The only reason Firesheep doesn't modify traffic is because it doesn't have to. Faking DNS replies or similar would be trivial to add, were it needed.
The vulnerability here isn't "someone running Firesheep" - that's the exploit. The vulnerability here is "an open WiFi network is a completely trusted medium".
Given the recent EFF story about AT&T shunting all their traffic through NSA computers, I would say it most certainly exists in practice. Basic encryption with no authentication doesn't hold up at all to directed attacks, but it would definitely help with big siphoning attacks that are actually happening right now.

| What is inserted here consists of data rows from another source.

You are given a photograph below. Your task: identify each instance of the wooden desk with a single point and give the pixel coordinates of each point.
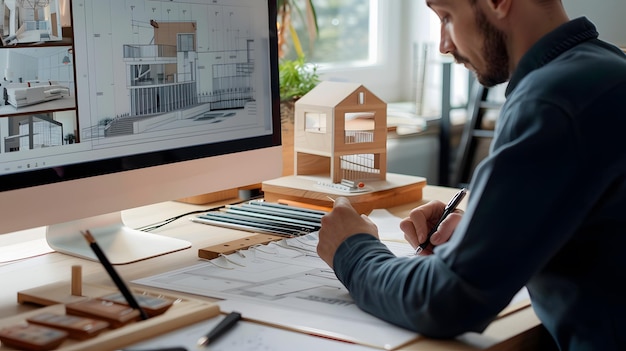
(519, 331)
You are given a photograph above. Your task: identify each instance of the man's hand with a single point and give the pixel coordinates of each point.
(343, 221)
(423, 218)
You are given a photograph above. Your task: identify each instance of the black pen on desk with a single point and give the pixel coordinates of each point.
(223, 326)
(450, 207)
(132, 302)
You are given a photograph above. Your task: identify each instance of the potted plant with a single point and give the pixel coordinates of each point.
(285, 10)
(297, 77)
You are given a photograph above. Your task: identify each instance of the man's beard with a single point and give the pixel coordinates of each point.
(494, 52)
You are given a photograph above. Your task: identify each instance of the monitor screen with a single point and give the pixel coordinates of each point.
(108, 105)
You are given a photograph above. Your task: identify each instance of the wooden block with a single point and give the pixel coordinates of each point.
(226, 248)
(185, 311)
(396, 189)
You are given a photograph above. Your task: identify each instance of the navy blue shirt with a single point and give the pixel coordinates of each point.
(547, 210)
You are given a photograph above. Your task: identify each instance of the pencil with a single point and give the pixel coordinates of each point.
(113, 274)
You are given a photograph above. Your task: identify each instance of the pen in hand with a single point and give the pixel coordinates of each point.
(224, 325)
(450, 207)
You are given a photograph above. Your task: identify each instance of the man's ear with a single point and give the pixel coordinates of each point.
(499, 8)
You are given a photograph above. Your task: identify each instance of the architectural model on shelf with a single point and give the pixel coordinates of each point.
(340, 129)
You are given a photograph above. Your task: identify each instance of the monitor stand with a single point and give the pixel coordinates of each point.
(120, 243)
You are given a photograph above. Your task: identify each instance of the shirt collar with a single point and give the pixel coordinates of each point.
(551, 46)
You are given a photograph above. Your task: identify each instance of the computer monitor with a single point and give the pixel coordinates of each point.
(108, 105)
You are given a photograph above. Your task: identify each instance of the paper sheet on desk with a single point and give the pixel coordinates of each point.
(246, 336)
(286, 285)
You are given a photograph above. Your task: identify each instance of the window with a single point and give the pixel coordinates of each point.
(347, 33)
(379, 43)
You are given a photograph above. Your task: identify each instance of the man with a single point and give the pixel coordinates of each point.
(547, 207)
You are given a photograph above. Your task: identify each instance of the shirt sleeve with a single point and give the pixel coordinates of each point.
(505, 236)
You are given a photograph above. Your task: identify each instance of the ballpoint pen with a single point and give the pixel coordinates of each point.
(132, 302)
(450, 207)
(224, 325)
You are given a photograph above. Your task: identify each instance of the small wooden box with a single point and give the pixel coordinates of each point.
(397, 189)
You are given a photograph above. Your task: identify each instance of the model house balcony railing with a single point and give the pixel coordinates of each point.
(148, 51)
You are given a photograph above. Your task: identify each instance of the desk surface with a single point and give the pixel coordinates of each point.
(520, 330)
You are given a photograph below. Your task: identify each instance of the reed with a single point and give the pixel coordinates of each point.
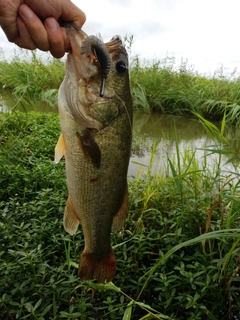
(156, 86)
(177, 255)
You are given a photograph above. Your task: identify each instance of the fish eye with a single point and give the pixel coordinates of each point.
(121, 67)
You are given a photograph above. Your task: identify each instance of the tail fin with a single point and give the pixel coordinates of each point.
(92, 267)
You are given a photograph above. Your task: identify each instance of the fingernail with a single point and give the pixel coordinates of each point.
(51, 24)
(25, 11)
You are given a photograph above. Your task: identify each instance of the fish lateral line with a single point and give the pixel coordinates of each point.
(89, 147)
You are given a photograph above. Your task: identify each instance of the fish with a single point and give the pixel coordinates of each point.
(95, 111)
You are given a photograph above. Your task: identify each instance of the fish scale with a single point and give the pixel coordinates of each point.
(96, 134)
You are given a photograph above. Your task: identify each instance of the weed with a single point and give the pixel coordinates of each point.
(177, 255)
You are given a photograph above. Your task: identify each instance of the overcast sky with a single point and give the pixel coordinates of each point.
(206, 33)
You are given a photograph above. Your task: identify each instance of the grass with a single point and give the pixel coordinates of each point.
(177, 255)
(157, 86)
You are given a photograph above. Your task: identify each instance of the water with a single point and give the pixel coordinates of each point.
(155, 128)
(191, 135)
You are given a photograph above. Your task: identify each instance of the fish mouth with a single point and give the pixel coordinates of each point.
(114, 44)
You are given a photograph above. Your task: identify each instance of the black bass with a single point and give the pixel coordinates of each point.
(95, 109)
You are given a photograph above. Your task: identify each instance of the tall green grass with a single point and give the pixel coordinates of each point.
(31, 78)
(156, 86)
(182, 90)
(177, 255)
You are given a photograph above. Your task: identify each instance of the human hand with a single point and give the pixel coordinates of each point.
(35, 24)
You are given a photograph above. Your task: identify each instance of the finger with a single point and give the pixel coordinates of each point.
(73, 13)
(55, 37)
(8, 20)
(35, 27)
(24, 40)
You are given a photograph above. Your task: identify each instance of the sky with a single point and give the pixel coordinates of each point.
(203, 33)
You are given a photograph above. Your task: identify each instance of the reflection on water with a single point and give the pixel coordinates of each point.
(150, 129)
(191, 136)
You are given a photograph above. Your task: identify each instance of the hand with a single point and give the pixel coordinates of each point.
(35, 24)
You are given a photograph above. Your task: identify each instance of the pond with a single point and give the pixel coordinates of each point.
(165, 130)
(156, 131)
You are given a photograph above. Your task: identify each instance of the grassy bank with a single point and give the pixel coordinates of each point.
(177, 256)
(158, 86)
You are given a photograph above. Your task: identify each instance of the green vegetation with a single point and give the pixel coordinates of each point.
(158, 86)
(177, 256)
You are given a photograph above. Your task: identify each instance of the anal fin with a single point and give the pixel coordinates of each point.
(92, 267)
(121, 215)
(60, 148)
(70, 219)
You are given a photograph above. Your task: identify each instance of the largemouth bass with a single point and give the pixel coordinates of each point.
(95, 109)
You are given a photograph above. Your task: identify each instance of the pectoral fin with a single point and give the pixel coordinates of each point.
(70, 219)
(60, 148)
(120, 217)
(89, 147)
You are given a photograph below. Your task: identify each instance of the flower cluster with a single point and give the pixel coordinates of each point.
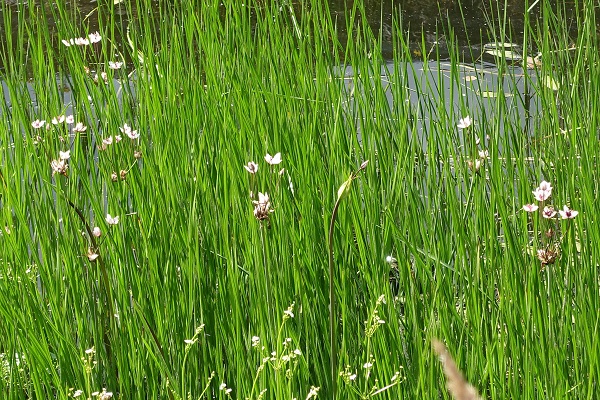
(60, 166)
(543, 193)
(262, 205)
(550, 242)
(83, 41)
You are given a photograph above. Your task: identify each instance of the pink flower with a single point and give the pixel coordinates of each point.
(252, 167)
(112, 220)
(126, 129)
(273, 160)
(541, 195)
(64, 155)
(59, 167)
(79, 127)
(92, 255)
(95, 37)
(37, 124)
(567, 213)
(58, 120)
(548, 212)
(530, 207)
(464, 123)
(115, 64)
(545, 186)
(262, 207)
(82, 41)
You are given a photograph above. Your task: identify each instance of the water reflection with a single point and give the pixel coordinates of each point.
(473, 22)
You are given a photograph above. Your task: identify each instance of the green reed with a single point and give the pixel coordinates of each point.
(192, 295)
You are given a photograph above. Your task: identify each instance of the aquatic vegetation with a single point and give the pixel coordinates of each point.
(178, 218)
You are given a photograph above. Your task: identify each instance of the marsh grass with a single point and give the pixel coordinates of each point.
(192, 276)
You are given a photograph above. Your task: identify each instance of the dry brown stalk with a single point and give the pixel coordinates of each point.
(458, 387)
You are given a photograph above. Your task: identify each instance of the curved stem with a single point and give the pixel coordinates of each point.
(332, 317)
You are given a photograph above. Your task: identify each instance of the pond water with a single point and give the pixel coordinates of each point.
(473, 22)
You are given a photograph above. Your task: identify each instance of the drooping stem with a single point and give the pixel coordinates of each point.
(332, 317)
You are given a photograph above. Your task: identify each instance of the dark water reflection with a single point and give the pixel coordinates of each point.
(472, 22)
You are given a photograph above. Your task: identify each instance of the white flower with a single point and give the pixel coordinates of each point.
(464, 123)
(252, 167)
(82, 41)
(126, 129)
(273, 160)
(79, 127)
(95, 37)
(115, 64)
(567, 213)
(59, 167)
(530, 207)
(37, 124)
(112, 220)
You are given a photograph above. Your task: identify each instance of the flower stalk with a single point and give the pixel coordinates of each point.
(343, 192)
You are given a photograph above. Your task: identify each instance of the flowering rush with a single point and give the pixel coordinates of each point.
(464, 123)
(543, 192)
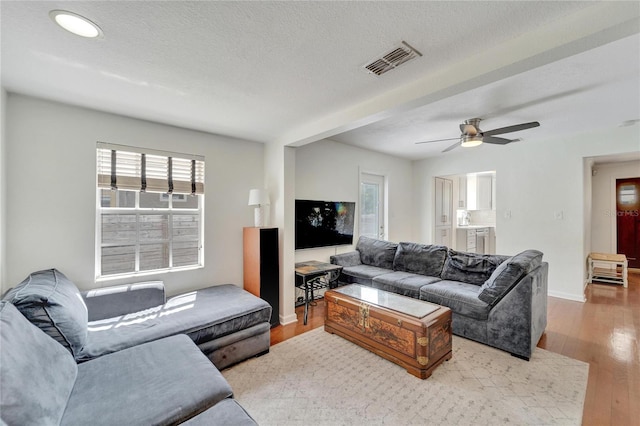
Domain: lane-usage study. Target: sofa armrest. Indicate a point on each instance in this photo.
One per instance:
(113, 301)
(351, 258)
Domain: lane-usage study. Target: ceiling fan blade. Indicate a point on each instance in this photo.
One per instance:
(439, 140)
(498, 141)
(509, 129)
(455, 145)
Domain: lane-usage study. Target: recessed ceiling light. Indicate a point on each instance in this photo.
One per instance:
(629, 122)
(76, 24)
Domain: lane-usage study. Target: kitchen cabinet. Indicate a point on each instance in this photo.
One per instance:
(466, 240)
(477, 239)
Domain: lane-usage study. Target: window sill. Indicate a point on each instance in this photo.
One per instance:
(107, 278)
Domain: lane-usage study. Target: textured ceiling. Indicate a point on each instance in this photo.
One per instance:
(292, 71)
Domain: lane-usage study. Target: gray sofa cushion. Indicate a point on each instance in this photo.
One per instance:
(461, 298)
(405, 283)
(53, 303)
(120, 300)
(470, 267)
(366, 272)
(376, 252)
(37, 373)
(177, 379)
(420, 259)
(508, 274)
(190, 313)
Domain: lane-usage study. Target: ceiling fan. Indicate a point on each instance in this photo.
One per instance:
(473, 136)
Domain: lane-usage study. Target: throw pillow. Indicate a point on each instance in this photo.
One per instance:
(420, 259)
(508, 274)
(470, 268)
(53, 303)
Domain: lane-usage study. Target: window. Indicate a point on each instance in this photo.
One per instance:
(149, 211)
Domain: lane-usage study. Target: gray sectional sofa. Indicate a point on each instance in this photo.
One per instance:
(124, 355)
(497, 300)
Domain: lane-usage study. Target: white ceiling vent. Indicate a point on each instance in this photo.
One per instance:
(392, 59)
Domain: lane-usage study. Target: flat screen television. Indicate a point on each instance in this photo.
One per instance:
(324, 223)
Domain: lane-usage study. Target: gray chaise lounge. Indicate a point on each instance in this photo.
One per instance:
(129, 350)
(497, 300)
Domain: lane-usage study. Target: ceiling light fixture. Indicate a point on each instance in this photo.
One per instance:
(76, 24)
(468, 141)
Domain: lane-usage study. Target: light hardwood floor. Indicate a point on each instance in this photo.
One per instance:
(604, 332)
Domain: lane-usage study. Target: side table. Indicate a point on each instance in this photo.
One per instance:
(313, 275)
(608, 268)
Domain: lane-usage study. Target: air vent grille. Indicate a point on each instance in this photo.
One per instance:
(393, 59)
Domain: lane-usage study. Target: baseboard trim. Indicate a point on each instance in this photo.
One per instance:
(568, 296)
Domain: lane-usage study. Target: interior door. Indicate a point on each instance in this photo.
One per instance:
(628, 219)
(372, 206)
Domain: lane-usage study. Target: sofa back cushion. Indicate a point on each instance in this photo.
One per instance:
(378, 253)
(508, 274)
(470, 268)
(53, 303)
(37, 373)
(420, 259)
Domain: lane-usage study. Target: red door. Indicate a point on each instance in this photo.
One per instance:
(628, 219)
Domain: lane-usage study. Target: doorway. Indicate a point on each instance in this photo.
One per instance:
(372, 201)
(628, 219)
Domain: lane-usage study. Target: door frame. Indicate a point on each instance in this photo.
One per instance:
(381, 180)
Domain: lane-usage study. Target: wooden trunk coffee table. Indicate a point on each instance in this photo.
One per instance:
(409, 332)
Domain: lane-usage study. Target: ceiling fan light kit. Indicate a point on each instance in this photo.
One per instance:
(467, 141)
(472, 135)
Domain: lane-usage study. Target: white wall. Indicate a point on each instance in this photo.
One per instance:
(328, 170)
(536, 180)
(3, 189)
(603, 224)
(51, 191)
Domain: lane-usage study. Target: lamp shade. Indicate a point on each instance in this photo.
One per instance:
(258, 197)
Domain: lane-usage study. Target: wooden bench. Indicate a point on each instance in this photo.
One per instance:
(608, 268)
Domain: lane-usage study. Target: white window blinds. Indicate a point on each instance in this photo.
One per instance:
(123, 167)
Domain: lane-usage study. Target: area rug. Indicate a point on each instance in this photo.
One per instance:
(322, 379)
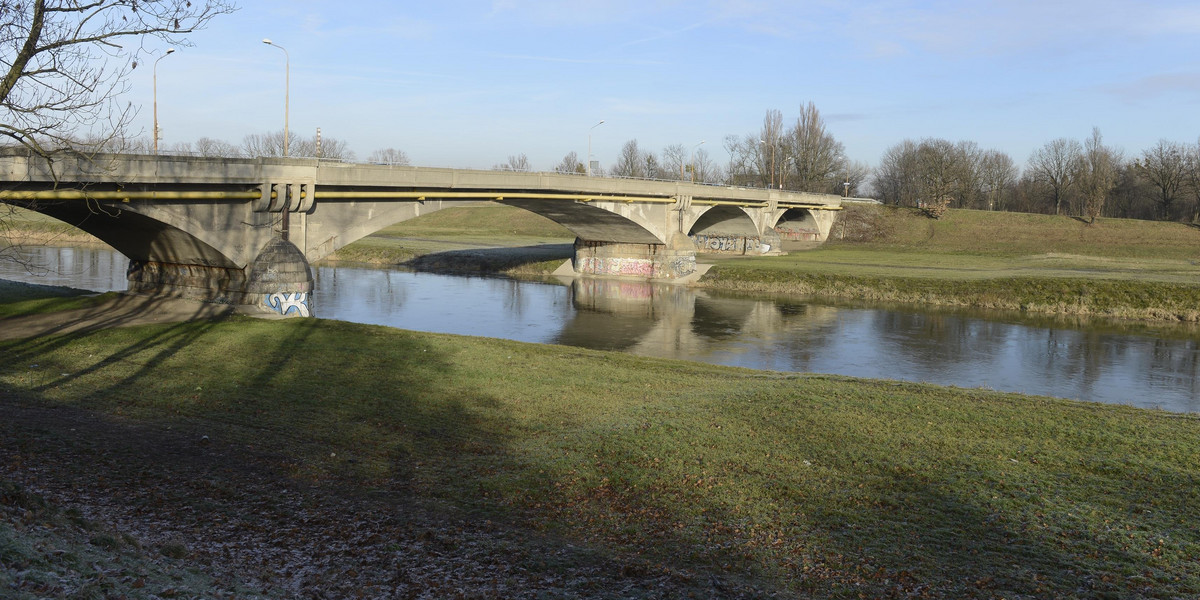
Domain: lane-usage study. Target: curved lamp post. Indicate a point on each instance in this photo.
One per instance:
(287, 89)
(589, 145)
(156, 100)
(772, 185)
(691, 160)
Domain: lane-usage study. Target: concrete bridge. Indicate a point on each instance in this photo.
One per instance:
(244, 231)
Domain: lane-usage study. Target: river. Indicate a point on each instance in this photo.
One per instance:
(1150, 366)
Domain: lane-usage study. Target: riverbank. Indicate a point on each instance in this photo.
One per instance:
(276, 459)
(994, 261)
(1036, 264)
(975, 259)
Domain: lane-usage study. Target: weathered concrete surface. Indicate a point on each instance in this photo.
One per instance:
(205, 227)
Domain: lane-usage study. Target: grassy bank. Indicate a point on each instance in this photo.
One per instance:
(999, 261)
(1032, 263)
(352, 457)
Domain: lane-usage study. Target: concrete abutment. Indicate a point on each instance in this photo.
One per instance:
(280, 281)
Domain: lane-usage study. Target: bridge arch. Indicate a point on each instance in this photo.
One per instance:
(802, 226)
(726, 231)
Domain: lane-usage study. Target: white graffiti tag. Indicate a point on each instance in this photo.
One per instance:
(283, 303)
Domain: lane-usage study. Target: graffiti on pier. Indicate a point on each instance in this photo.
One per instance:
(726, 244)
(798, 234)
(617, 265)
(283, 304)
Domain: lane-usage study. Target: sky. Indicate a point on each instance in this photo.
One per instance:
(466, 84)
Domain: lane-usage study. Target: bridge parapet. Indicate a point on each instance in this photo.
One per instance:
(195, 225)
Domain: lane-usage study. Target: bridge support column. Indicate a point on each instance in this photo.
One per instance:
(279, 281)
(645, 261)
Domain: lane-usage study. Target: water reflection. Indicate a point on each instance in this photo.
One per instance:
(1156, 367)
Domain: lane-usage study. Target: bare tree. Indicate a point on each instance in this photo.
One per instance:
(675, 161)
(855, 173)
(967, 162)
(738, 169)
(1164, 167)
(771, 136)
(389, 156)
(997, 173)
(1056, 165)
(270, 144)
(65, 63)
(516, 162)
(653, 169)
(630, 162)
(571, 165)
(1193, 179)
(702, 168)
(897, 179)
(1097, 174)
(939, 172)
(815, 156)
(210, 147)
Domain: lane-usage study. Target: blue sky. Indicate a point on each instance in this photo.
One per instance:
(468, 83)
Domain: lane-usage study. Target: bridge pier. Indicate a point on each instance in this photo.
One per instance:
(279, 281)
(646, 261)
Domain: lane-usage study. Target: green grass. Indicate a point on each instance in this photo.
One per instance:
(29, 298)
(1003, 261)
(811, 485)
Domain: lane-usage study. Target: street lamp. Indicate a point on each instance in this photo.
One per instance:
(589, 145)
(772, 162)
(287, 89)
(691, 160)
(156, 100)
(845, 171)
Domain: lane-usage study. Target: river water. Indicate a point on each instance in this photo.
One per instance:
(1138, 365)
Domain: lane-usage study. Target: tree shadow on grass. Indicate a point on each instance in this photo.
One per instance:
(335, 460)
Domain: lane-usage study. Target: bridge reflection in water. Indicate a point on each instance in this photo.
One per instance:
(1115, 364)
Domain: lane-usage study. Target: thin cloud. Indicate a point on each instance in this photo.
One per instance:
(1156, 85)
(580, 61)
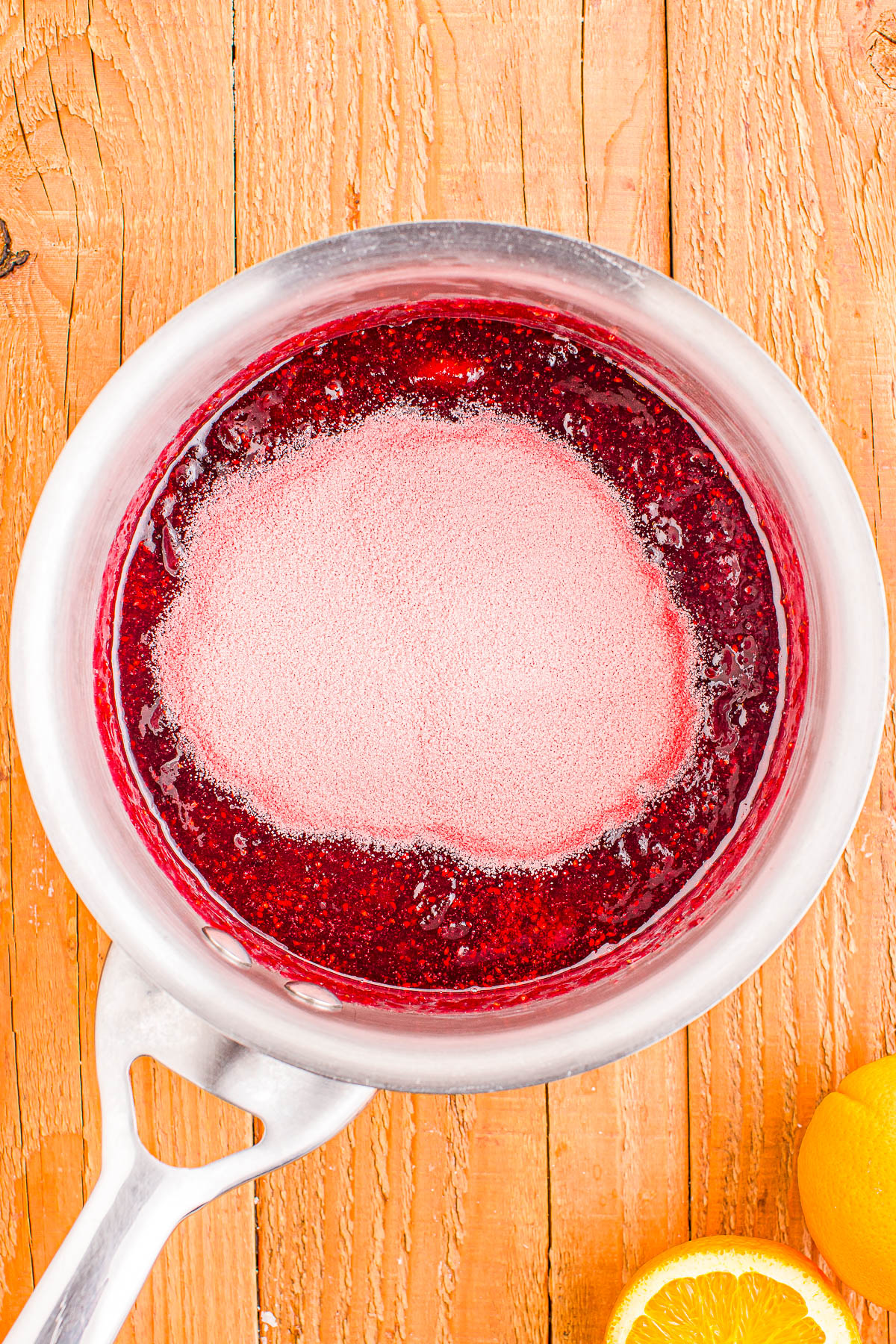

MITM attacks don't have to be directed. It's not technically challenging to mass-MITM a channel --- but you probably wouldn't do that, because you can just pick "interesting" connections (like, to Google Mail) to intercept.
Well, they are also a huge credit to preventing encryption from becoming the standard for all websites by ignoring 'idiots' and I'm talking non-banks like Wikipedia.
Are you happy to visit a John Doe blog with no encryption because he didn't want to pay for a certificate?
I'd rather have an unencrypted connection than encrypted to an unknown endpoint. If John Doe's blog is sensitive enough to require a secure connection, he can use one of the free certificate vendors like StartSSL.
Encryption without authentication is useless. If mybank.com only supports encryption, I have no idea whether I'm actually connected to mybank.com , or to the guy running tcpdump in the next booth.
Firefox gets a lot of grief (from idiots) for refusing self-signed certificates by default, but it's a huge credit to their security team that they've resisted the pressure to ease up.